S’il ne croit pas à une ‘révolution immédiate’, Olivier De Schutter reste néanmoins positif car, malgré les divers freins au changement, la multiplication d’initiatives locales peut être vue comme un signe encourageant. «Cela signifie que des préoccupations nouvelles se font jour aujourd’hui.»S’ensuivit une série d’échanges très riches avec le public. Nous retenons la question sur la responsabilité et le rôle du consommateur dans ce changement attendu. À quoi Olivier De Schutter répondit qu’ «il ne faut pas attendre que l’État fasse les choses, sans quoi on risque d’attendre longtemps. Il faut utiliser les opportunités qu’on a pour faire passer le message, vers les pouvoirs publics mais aussi vers le secteur privé, dire qu’on souhaite autre chose.
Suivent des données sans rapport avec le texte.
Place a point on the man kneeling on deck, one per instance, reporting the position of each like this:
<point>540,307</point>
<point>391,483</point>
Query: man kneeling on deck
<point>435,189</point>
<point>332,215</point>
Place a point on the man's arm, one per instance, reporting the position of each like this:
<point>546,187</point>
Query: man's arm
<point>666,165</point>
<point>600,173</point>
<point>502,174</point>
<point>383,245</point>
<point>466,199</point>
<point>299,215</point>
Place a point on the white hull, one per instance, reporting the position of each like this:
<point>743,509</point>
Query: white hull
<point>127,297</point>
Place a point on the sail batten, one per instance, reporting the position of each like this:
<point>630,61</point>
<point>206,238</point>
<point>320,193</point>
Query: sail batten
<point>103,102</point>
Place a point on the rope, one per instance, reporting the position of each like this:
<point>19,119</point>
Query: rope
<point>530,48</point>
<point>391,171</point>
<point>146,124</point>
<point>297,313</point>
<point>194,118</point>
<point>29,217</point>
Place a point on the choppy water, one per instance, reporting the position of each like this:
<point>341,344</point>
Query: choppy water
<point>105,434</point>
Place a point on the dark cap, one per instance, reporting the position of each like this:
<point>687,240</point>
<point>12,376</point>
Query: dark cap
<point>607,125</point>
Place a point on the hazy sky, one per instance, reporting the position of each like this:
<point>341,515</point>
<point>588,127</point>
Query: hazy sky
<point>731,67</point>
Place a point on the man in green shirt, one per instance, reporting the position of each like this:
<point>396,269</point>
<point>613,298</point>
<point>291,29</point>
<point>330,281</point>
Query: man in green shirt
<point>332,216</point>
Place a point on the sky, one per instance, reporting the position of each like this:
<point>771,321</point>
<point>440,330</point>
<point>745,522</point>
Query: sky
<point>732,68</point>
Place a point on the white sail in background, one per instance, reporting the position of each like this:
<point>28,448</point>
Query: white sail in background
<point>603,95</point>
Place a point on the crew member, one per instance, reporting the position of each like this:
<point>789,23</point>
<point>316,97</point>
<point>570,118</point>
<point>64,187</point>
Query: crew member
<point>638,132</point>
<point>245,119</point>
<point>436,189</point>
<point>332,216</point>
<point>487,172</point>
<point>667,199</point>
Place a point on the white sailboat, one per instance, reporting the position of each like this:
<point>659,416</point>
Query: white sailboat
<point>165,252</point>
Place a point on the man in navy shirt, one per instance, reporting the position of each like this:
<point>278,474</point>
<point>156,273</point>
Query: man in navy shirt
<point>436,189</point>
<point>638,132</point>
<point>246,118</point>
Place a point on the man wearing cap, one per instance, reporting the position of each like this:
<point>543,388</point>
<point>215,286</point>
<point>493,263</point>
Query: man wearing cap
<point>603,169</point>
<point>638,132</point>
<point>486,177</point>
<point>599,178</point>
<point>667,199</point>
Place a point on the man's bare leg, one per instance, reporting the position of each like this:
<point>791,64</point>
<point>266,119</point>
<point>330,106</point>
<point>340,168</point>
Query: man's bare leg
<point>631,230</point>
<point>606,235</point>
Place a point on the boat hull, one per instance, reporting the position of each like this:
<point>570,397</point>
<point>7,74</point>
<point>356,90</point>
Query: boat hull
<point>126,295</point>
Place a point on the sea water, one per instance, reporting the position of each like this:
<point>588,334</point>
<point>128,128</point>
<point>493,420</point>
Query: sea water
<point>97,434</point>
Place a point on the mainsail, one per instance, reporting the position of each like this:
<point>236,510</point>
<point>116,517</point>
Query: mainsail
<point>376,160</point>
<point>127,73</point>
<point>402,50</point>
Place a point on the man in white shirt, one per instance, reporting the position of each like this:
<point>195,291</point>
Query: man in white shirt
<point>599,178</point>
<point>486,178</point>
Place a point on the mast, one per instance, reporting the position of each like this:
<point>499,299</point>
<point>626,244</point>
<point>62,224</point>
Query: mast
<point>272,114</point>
Nous avons une responsabilité et des choix à poser concernant notre alimentation et celle de nos enfants… L’État ne bougera pas si les citoyens ne lui donnent pas un signe.»Il termina la discussion avec une conviction personnelle: nous sommes à la fin d’un modèle où les politiques sociales sont mises entre parenthèses en proposant, en substitut, un système alimentaire low-cost assorti d’un terrible écrasement des prix pour certains types de produits. Or, les effets négatifs de ce système, surtout dans les milieux défavorisés, sont bien connus. L’évidence que ce n’est pas la solution va bientôt s’imposer… Il s’agira alors de commencer à penser à développer des politiques sociales qui permettent à chacun de s’alimenter dignement.Un discours pour le moins sans détour, honnête et… lucide!

À table(s)… ronde(s)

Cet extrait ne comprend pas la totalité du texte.